Melhor tomar um banho de água fria, pra tirar o fogo do rabo, não é maricotas? Mas o lado bom é que me fizeram virar uma feminista fervorosa. Como diz o ditado: há males que vem para o bem! Não fosse elas e tantas outras coisas, esse blog não existiria, minha luta também não.

E eu sei, querido leitor (a) que no fundo posso mudar a vida de alguém com um simples texto. Porquê dentre muitas coisas que tenho que aguentar de todas as pessoas, simplesmente por ser como eu sou, os preconceitos e frases como: "pra quê ser assim?  Não adianta nada, é tudo bobagem, se revoltar!" há coisas mais gratificantes e que me fazem continuar. Abrir meu blog e ver os comentários de mulheres que me apoiam e estão na luta comigo. A luta por um mundo melhor, mais justo. Um trabalho de formiguinha, como diz uma colega feminista. Árduo, que transtorna tantas pessoas, me faz brigar com o mundo, parentes, maricotas, fifis, homens metidos a machões e etc.

Um dia eu recebi um comentário: " ler suas postagens me faz bem". Ninguém sabe o quanto eu fiquei emocionada, o quanto mudou meu dia pra melhor! Só eu sei! Como eu queria um ombro virtual amigo naquela época que eu estava meio "perdida". Mas nem internet tinha! kkkk Na real, a gente só se encontra se perdendo. Errando, dando a cara a tapa. Me arrependo de muitas coisas, mas fizeram parte pra hoje eu ser quem sou. Me arrependo de não ter me amado principalmente e de não ser uma pessoa segura. Hoje posso afirmar que me amo e só amo quem me ama. O resto eu respeito e quero bem. Porquê essa sou eu, uma mulher que ainda acredita na justiça.

Não posso mais listar tudo que me fez ser como sou hoje. Não caberia nessa página. Mas sou feliz por ser EU, mulher, batalhadora e mãe.

Tenho uma queda pelo budismo e acredito que nosso carma tem que ser moldado por nós. E esse é o meu! Ser uma mulher que ajuda outras mulheres, que terá uma contribuição para uma nova cultura.

Já me perguntaram o porquê do meu ativismo feminismo. Eu explico o seguinte: você já viu uma mãe ou pai que perde seu filho em acidente de trânsito e se engaja profundamente na luta de prevenção pra que outras mães não percam seus filhos? Ou uma mãe que perde seu filho de aids, como a mãe de Cazuza e abre uma ONG pró vida para cuidar de pessos com aids? então, essa sou eu, uma mulher que sofreu MUITO com o machismo de um homem e da sociedade em geral.

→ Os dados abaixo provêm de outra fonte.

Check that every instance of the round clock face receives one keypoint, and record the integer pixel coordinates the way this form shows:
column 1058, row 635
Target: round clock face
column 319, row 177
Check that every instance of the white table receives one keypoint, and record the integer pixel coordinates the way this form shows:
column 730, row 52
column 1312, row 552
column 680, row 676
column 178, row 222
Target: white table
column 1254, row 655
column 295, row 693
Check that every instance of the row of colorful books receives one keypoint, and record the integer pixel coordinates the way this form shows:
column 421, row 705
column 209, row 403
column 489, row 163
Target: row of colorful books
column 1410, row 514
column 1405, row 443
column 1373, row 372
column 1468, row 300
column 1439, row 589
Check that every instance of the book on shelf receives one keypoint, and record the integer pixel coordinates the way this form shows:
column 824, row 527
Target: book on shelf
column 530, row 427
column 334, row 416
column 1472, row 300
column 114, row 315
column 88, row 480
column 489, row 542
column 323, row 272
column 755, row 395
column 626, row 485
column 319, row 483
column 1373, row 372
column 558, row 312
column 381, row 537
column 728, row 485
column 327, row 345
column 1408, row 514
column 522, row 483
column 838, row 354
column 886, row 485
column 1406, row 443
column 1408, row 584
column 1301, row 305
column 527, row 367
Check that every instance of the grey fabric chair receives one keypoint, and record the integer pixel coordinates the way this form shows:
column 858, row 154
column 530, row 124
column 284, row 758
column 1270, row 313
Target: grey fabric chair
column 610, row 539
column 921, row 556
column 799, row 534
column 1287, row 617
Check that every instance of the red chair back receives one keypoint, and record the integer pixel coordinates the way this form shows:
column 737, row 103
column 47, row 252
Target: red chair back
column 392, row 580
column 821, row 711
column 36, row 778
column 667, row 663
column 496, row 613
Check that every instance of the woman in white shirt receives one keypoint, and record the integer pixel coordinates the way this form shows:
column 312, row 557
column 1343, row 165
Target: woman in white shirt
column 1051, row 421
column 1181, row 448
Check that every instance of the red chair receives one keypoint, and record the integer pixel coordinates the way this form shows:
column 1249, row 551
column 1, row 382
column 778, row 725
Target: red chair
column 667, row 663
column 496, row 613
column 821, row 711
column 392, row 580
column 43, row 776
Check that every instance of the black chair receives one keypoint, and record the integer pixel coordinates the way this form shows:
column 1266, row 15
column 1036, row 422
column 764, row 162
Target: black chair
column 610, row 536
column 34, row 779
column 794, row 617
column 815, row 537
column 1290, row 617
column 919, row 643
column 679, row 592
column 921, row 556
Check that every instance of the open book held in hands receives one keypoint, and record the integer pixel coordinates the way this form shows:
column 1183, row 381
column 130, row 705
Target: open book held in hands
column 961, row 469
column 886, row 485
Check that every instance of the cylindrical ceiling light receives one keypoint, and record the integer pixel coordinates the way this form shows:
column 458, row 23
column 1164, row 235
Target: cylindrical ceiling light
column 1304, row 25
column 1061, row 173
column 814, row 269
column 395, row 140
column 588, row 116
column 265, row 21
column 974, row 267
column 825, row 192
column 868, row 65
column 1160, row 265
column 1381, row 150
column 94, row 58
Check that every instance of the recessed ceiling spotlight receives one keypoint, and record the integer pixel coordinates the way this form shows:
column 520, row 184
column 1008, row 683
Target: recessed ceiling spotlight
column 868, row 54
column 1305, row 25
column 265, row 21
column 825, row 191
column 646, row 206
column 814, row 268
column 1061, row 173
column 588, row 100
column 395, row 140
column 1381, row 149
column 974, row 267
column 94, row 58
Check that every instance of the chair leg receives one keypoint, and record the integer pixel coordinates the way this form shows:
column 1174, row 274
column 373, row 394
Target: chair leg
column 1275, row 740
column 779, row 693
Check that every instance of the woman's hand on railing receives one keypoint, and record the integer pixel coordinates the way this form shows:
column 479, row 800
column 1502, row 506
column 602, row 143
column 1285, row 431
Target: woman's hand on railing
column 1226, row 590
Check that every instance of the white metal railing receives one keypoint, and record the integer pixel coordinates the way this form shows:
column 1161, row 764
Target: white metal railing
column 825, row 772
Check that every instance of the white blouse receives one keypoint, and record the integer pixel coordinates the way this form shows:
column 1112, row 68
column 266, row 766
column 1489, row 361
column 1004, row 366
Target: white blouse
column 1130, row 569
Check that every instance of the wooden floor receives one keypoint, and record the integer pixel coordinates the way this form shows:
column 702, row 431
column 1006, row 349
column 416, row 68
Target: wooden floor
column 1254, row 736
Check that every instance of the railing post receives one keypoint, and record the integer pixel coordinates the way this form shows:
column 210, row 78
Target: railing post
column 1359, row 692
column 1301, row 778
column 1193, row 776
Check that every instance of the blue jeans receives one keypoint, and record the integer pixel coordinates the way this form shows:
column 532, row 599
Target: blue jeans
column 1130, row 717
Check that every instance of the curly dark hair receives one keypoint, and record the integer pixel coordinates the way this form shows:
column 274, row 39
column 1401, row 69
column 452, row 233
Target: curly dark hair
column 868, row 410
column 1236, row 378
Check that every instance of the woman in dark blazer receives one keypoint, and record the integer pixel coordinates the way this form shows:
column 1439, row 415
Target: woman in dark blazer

Se eu fizer bem a uma mulher que seja, meu propósito já está sendo cumprido. Porquê ninguém, mas ninguém mesmo merece ser infeliz, seja lá quais forem suas escolhas. Ainda mais quando algo nos aflige por sermos mulheres... e sempre que isso acontece, eu desperto meu senso de justiça e pergunto: "e se fosse um homem?"

É com essa pergunta, vamos conquistar a verdadeira emancipação. Porquê de nada adiantam as leis! A gente não quer só Maria da Penha, a gente quer comida, diversão, balé. A gente quer inteiro e não pela metade! Um amigo brinca dizendo "vocês já votam, dirigem já andam sozinhas, querem mais o que?" Eu respondo, quero muito mais! Mais que uma mulher na presidência, mais que leis. Quero uma nova cultura. Quero menos ignorância.

Pra quê lei de proteção a mulher que nem funciona, se seu vizinho é um babaca que cria o filho ensinando que meninos são assim e meninas são assado? E você vira ao seu redor e seus parentes, amigos, professores, todo mundo cria esse apertheid do que menina pode e deve ser e o que menino não pode e não deve ser??? E aquelas pessoas que dizem que menina tem a natureza quieta e meninos inquietos? Como se instintos humanos fossem caracteristicas de gêneros e não da espécie! É senso comum demais pra uma pessoa incomum como eu!

Lá pra próxima remessa de queima de sutiãs, quem sabe alguma coisa mude. Ainda leva mais uns cem anos!